Whose Will be Done?

Back last November the latest copy of “The World Ahead 2022” published by The Economist magazine dropped through our letterbox. In this publication, which is produced annually, correspondents working for The Economist put forward their views on how various countries and issues might develop over the course of the coming year. It’s the kind of thing that you might think would warrant a parallel publication along the lines of ‘What we said might happen and what actually did happen’. However, that’s another matter.

Included in the 2022 edition is a short piece by The Economist’s Britain correspondent, Catherine Nixey titled ‘Nearer, my God to me’. In it, she comments that over the years (centuries perhaps) God has gradually become more liberal. In particular, she draws attention to the fact that in 2021, the Methodist Conference, after ‘prayerful consideration’ voted to allow same-sex marriage in church (although church councils will have the final say as regards their local churches), the Church of Wales voted to allow blessings of same-sex relationships and in 2022 the Church of England will consider similar questions.

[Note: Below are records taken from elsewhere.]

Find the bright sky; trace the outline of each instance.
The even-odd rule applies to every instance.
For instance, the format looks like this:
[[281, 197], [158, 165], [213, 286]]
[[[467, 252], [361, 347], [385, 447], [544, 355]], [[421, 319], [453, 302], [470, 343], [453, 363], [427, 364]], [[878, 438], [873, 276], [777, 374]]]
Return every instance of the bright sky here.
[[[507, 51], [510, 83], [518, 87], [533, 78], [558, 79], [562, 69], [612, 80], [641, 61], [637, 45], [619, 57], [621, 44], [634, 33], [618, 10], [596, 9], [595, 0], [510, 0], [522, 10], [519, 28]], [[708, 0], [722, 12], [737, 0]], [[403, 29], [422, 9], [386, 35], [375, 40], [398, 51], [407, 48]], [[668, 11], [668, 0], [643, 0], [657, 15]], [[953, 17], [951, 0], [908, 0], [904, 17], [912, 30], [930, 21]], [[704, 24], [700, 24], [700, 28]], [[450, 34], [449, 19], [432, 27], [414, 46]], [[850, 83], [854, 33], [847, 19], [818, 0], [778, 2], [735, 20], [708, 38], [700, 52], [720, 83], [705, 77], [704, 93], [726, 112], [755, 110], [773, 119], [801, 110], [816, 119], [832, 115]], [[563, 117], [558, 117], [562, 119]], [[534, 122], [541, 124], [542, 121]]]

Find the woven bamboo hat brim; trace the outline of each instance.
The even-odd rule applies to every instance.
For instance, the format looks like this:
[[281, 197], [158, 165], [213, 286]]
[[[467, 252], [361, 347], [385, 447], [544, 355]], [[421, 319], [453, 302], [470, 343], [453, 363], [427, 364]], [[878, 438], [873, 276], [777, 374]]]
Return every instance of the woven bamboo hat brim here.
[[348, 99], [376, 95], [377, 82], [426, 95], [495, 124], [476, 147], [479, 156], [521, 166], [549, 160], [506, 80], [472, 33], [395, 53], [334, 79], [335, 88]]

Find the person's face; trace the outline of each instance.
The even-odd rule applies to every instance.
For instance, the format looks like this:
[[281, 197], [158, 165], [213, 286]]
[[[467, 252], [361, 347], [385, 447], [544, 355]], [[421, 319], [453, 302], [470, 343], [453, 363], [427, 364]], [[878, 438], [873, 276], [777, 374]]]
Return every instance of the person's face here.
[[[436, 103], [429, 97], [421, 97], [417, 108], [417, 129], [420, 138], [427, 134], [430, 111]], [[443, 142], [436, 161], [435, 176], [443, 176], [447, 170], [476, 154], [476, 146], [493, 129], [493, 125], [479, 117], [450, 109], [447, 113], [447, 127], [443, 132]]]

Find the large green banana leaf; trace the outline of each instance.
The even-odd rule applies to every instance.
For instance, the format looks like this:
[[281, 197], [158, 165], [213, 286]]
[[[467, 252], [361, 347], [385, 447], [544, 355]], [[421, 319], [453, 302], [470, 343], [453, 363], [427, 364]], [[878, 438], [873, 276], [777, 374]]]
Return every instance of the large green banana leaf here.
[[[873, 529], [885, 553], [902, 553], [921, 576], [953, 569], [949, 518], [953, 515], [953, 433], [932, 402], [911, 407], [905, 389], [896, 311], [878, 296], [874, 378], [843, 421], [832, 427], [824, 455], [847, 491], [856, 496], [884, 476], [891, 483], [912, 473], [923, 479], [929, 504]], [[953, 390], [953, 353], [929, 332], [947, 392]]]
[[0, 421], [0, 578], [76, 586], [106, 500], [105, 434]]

In theory, Ms Nixey notes, God is ‘the same yesterday, today, for ever. That is to say, God, being eternal, does not change, so how can He become more liberal? We regularly pray ‘Your will be done, on earth as it is in heaven’. However, some historians argue that the chain actually runs the other way, ie ‘in heaven as on earth’. To quote, “Democratic, liberal nations get democratic liberal deities; undemocratic, illiberal countries get the opposite.”

What to make of this?

In his book “Re-enchanting Christianity”, Dave Tomlinson quotes a humorous letter sent to an American radio show host of clearly ‘conservative’ religious views. In it the writer asks various question touching on slavery, eating shellfish, approaching the altar if you have a sight defect etc based on various passages from Leviticus and Exodus. Exodus 21 deals with the treatment of slaves, Leviticus 25: 39-55 with the release of slaves. Verse 44 says “If you need slaves, you should buy them from the nations around you”. The writer of the letter Dave Tomlinson quotes says they’ve been told by a friend that (being in the USA) it would be OK to own Mexicans as slaves but not Canadians and wants to know what would be wrong with owning Canadians as slaves since they come from a neighbouring nation. It’s all rather tongue in cheek, but the point is that none of us would take these passages and try to apply them now.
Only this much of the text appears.